A breakthrough in reversing the symptoms of multiple sclerosis (MS) has been reported in the medical journal, Lancet Neurology. To date, all treatments for MS have been designed around slowing down the rate of neurological decline. This is the first treatment to address reversing neurological dysfunction. It’s an exciting new development but it’s still early days and there is no proof yet that it can cure a person with MS.
Multiple Sclerosis (MS) is an autoimmune disease, whereby the body destroys its own myelin (protective coating surrounding the nerves in the central nervous system). Because the myelin is damaged, messages moving along the nerve are transmitted more slowly or not at all. It affects 2.5 million people globally and can cause mild illness in some people and permanent disability in others. Symptoms may include numbness or weakness in the limbs, loss of vision and an unsteady gait.

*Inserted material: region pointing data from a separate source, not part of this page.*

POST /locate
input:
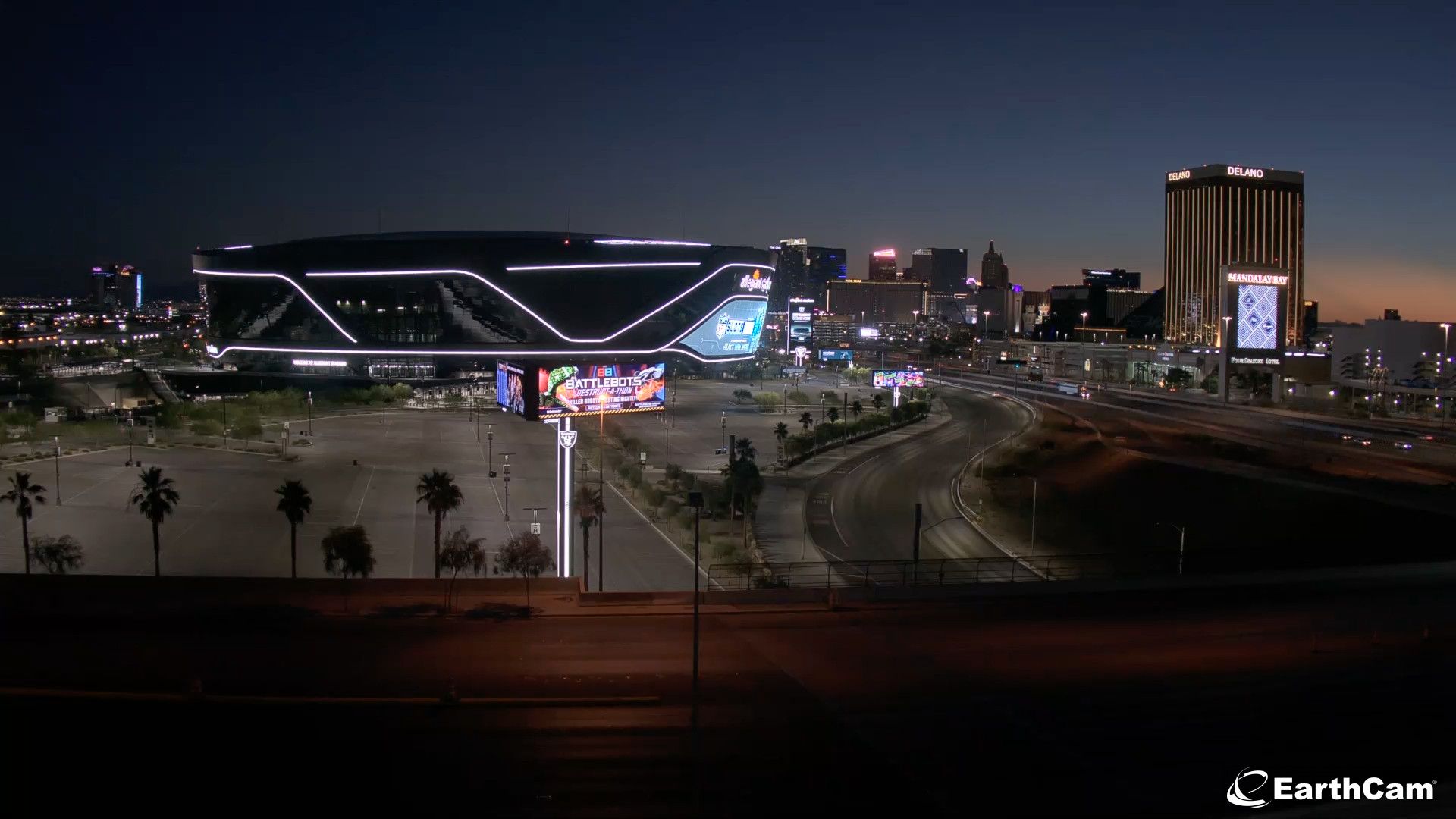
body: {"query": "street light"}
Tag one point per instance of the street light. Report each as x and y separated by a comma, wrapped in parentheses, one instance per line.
(696, 502)
(1446, 357)
(1183, 535)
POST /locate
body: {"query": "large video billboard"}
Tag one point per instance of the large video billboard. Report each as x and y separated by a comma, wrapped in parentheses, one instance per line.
(887, 379)
(587, 390)
(801, 321)
(510, 388)
(1257, 316)
(1256, 303)
(734, 330)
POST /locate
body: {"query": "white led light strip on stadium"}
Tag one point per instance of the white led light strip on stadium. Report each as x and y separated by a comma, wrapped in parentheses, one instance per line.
(533, 314)
(296, 286)
(511, 353)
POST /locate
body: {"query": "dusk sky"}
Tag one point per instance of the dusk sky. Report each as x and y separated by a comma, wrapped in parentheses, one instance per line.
(139, 134)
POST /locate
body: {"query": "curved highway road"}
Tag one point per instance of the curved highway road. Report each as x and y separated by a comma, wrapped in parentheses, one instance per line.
(864, 509)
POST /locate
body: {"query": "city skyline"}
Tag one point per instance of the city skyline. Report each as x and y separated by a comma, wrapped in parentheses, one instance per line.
(463, 133)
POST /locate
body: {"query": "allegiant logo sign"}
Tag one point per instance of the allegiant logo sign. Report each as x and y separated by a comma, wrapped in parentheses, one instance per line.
(1251, 789)
(755, 281)
(1258, 279)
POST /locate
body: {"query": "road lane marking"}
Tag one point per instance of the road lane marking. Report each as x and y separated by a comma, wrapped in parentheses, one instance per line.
(672, 542)
(367, 484)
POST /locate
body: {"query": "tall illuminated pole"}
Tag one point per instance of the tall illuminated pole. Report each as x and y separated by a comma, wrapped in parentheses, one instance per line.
(601, 487)
(1223, 368)
(1446, 357)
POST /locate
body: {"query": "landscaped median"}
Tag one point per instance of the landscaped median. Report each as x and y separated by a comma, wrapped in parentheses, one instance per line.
(830, 435)
(661, 496)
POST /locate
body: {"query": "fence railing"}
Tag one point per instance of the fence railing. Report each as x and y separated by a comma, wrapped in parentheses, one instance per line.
(941, 572)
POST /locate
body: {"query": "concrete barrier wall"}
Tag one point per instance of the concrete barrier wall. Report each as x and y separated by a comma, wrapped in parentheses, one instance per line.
(115, 595)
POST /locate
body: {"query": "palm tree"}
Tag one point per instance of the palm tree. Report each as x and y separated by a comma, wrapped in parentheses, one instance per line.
(294, 503)
(24, 494)
(588, 506)
(155, 499)
(441, 496)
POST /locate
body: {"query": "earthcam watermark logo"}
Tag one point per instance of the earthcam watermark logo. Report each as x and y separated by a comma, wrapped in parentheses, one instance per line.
(1257, 789)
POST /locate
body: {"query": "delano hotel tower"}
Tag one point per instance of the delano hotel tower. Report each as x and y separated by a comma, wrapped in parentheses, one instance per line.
(1228, 215)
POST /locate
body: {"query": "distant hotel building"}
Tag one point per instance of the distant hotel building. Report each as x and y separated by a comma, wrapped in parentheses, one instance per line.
(943, 268)
(804, 270)
(117, 286)
(883, 265)
(878, 302)
(1222, 215)
(993, 270)
(1114, 279)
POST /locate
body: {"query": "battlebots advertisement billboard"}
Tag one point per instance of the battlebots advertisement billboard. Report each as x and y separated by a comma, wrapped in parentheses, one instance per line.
(587, 390)
(886, 379)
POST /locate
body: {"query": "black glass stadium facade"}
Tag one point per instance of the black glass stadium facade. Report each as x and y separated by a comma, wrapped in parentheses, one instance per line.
(428, 303)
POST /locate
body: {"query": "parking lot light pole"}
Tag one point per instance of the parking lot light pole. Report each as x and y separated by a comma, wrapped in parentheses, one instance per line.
(696, 502)
(507, 482)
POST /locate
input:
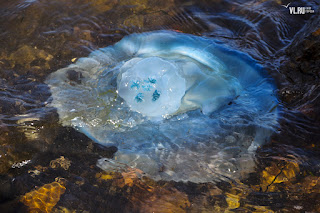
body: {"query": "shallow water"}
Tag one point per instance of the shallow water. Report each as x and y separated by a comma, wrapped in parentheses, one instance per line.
(39, 37)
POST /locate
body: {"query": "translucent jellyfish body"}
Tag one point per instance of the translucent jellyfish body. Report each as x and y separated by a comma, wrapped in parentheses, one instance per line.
(177, 106)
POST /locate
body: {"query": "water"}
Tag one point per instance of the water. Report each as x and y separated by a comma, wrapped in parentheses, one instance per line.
(35, 43)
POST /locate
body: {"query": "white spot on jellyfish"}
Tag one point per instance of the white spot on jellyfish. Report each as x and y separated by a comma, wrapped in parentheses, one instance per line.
(177, 106)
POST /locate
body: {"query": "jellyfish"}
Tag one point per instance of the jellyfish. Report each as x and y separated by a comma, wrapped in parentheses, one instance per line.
(177, 106)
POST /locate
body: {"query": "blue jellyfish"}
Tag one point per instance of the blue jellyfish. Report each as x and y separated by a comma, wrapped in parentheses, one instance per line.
(179, 107)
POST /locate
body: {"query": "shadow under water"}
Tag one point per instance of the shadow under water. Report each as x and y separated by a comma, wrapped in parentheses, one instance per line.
(47, 166)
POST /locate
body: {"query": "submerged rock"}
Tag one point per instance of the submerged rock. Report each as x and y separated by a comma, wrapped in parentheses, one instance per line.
(177, 106)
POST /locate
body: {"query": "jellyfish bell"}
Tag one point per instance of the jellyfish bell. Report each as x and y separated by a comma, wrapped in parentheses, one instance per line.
(177, 106)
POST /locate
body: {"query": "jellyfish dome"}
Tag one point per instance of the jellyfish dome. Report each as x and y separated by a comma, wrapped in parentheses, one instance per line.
(177, 106)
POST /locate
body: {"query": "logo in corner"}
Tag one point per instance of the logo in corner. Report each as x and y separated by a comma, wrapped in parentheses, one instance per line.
(298, 10)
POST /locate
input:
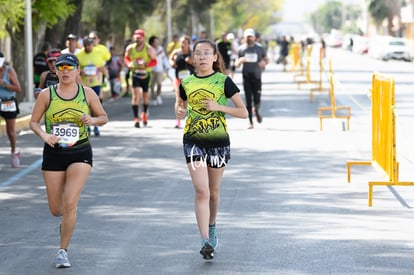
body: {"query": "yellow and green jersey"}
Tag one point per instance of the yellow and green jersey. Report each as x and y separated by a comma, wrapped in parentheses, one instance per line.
(206, 128)
(62, 117)
(140, 59)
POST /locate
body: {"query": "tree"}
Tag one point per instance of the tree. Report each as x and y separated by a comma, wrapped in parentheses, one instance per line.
(42, 15)
(381, 10)
(328, 16)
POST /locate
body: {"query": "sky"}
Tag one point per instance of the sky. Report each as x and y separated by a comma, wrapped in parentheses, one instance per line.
(295, 10)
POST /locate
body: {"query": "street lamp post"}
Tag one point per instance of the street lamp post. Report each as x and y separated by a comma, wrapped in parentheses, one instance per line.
(29, 51)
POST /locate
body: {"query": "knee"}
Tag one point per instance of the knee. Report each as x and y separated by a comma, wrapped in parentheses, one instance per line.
(57, 212)
(202, 194)
(214, 195)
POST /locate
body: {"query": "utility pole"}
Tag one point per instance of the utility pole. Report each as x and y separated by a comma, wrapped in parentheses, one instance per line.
(169, 28)
(28, 38)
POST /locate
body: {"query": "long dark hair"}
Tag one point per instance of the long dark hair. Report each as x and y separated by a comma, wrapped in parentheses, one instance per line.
(218, 65)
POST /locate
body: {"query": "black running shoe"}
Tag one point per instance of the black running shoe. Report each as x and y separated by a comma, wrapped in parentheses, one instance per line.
(207, 251)
(258, 117)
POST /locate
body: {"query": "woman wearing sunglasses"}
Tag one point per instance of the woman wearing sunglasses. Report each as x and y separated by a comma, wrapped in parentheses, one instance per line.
(67, 153)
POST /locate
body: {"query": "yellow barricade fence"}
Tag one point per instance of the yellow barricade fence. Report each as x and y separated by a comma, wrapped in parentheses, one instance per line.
(307, 79)
(384, 153)
(319, 87)
(296, 57)
(301, 66)
(332, 110)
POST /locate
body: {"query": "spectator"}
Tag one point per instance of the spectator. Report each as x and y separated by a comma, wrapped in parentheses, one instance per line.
(9, 86)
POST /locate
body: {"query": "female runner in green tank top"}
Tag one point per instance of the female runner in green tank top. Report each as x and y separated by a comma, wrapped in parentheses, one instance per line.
(67, 153)
(203, 99)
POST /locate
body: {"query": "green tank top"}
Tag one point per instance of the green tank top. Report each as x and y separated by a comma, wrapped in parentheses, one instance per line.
(62, 118)
(205, 128)
(140, 59)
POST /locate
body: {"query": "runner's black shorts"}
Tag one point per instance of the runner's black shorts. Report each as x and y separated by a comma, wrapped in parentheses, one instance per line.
(141, 81)
(59, 159)
(214, 157)
(10, 115)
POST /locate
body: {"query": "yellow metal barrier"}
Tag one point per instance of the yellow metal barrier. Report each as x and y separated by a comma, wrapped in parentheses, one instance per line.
(319, 87)
(301, 66)
(295, 57)
(384, 153)
(333, 108)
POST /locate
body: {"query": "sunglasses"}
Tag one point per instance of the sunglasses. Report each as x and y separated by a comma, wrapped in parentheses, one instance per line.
(61, 68)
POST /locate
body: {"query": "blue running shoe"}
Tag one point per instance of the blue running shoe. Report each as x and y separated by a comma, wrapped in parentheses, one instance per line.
(96, 131)
(207, 250)
(212, 235)
(62, 259)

At this time, it is not known what causes MS. There are two main classifications of the disease: progressive and relapsing remitting. Within the first classification there are two more differentiations, primary progressive and secondary progressive. Primary Progressive MS (PPMS) is characterized by a slow and continuous deterioration from the beginning, while Secondary Progressive MS (SPMS) becomes progressive following a course of attacks and recoveries. Within the second classification there are also two differentiations, benign and relapsing remitting. People with benign MS suffer the least amount of disability and seem to recover fully from their attacks, while people with relapsing remitting MS (RRMS) do not recover as well from attacks but do enjoy remissions.

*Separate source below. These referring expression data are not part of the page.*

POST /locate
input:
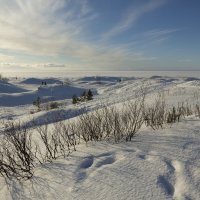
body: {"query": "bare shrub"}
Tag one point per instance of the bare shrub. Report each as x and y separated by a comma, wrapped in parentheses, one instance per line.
(50, 142)
(53, 105)
(133, 117)
(155, 115)
(16, 152)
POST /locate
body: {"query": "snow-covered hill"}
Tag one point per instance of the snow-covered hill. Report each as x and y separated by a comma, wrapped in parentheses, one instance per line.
(156, 164)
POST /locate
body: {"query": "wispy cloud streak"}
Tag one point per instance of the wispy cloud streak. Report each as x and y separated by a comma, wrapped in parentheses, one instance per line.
(132, 16)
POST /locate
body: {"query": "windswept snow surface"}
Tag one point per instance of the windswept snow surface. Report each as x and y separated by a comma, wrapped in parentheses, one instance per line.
(155, 165)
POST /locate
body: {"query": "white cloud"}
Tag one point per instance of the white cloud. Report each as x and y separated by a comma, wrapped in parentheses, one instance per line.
(58, 27)
(132, 17)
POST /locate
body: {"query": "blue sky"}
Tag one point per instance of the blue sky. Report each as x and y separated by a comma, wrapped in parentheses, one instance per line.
(100, 34)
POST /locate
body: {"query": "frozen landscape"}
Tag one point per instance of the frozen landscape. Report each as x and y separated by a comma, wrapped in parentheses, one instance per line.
(160, 162)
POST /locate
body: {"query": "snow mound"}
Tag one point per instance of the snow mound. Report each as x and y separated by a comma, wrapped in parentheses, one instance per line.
(36, 81)
(10, 88)
(194, 83)
(47, 93)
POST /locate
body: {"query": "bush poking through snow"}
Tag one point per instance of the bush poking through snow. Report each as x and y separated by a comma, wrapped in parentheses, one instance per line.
(16, 153)
(86, 96)
(37, 103)
(53, 105)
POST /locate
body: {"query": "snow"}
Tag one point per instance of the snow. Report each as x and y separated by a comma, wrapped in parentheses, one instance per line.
(157, 164)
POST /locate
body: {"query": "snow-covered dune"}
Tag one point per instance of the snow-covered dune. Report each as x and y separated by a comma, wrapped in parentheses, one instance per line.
(6, 87)
(156, 165)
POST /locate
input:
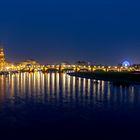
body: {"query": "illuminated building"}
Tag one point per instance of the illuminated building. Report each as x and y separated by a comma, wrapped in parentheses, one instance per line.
(2, 57)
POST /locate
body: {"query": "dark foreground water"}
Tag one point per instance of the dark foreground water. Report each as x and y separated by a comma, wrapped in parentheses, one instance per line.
(56, 106)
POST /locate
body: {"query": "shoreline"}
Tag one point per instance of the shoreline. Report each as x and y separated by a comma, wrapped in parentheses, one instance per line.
(115, 77)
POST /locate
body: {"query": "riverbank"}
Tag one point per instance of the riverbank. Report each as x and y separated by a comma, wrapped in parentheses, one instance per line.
(115, 77)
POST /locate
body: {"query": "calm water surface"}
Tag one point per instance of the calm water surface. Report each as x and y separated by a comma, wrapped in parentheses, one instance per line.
(53, 105)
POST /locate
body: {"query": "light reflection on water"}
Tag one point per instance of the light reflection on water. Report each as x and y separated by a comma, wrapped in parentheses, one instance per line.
(61, 90)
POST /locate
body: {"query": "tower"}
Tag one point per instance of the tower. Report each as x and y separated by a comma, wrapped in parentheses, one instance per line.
(2, 57)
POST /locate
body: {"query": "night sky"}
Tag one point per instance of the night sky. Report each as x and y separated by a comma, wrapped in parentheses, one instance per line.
(51, 31)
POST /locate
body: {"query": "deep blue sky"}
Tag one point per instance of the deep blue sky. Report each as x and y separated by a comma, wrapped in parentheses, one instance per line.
(51, 31)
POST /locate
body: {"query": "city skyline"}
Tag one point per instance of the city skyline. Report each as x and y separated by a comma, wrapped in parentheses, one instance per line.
(103, 32)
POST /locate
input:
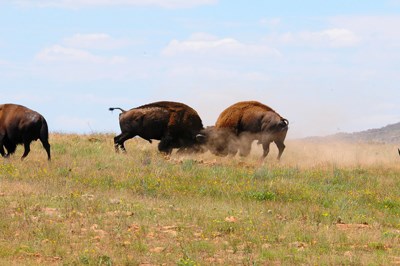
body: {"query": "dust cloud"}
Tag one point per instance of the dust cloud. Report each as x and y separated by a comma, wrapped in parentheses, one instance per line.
(306, 154)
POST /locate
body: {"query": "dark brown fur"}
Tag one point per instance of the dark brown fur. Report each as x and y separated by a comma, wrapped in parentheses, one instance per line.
(242, 123)
(21, 125)
(174, 124)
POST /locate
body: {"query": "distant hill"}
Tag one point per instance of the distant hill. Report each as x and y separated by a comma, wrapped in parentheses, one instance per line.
(387, 134)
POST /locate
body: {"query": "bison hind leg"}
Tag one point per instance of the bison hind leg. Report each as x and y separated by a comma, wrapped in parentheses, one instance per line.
(46, 146)
(120, 140)
(165, 145)
(27, 149)
(281, 148)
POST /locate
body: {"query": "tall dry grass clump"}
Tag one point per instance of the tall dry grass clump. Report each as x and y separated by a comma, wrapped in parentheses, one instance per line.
(323, 203)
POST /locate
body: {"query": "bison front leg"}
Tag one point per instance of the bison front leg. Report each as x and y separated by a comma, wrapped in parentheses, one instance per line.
(120, 140)
(266, 149)
(2, 152)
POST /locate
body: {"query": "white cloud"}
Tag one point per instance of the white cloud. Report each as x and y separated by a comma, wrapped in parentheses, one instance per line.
(57, 53)
(203, 44)
(333, 37)
(89, 3)
(99, 41)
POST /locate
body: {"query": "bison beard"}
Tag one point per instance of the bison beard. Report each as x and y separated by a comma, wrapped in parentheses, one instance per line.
(20, 125)
(174, 124)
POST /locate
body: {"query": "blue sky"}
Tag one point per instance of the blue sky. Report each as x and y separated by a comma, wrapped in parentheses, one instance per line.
(327, 66)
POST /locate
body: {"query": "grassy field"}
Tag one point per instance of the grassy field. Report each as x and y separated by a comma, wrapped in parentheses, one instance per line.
(323, 204)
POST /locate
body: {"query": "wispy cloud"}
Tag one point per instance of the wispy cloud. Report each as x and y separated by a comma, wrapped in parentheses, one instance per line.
(203, 44)
(98, 41)
(106, 3)
(79, 48)
(64, 54)
(333, 37)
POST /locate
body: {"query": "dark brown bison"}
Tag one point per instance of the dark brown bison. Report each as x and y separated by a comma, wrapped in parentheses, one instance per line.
(174, 124)
(21, 125)
(242, 123)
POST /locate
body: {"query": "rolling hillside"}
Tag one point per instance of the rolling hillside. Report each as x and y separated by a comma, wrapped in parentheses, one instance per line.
(387, 134)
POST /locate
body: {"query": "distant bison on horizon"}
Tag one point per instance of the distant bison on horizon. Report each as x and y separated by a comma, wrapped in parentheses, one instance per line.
(242, 123)
(21, 125)
(174, 124)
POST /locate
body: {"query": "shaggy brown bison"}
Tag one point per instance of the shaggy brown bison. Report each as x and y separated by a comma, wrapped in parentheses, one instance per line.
(242, 123)
(20, 125)
(174, 124)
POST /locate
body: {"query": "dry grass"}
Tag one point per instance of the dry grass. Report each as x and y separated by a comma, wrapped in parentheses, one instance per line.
(324, 203)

Researchers in the US have succeeded in reversing the symptoms in early stage MS patients by using bone marrow stem cell transplants to ‘reboot’ the immune system. In this uncontrolled trial, a new low intensity conditioning regimen was used and unlike some of the previous studies of this procedure, this one involved 21 people with relapsing-remitting MS, rather than people with later stage, progressive disease. It involved people who had signs of very active immune attacks who had not been helped by standard therapies such as interferon beta. The average age of participants was 33 years and the median duration of their disease was five years, with moderate disability scores ranging from 2.0 to 5.5 points. In this trial, they found that the procedure was relatively safe, and after an average of 37 months, none had progressed and a significant portion experienced a reversal of at least 1 point on their disability (EDSS) scores, and 76% remained free from relapses. Many had improvements in walking, vision, incontinence and limb strength.
As pointed out by the investigators, it will take larger-scale, controlled trials to determine whether this expensive, potentially risky procedure is superior to other approved treatment options. This new research is still only in the early phases of development but at least, it’s a step in the right direction. Fingers crossed Damien!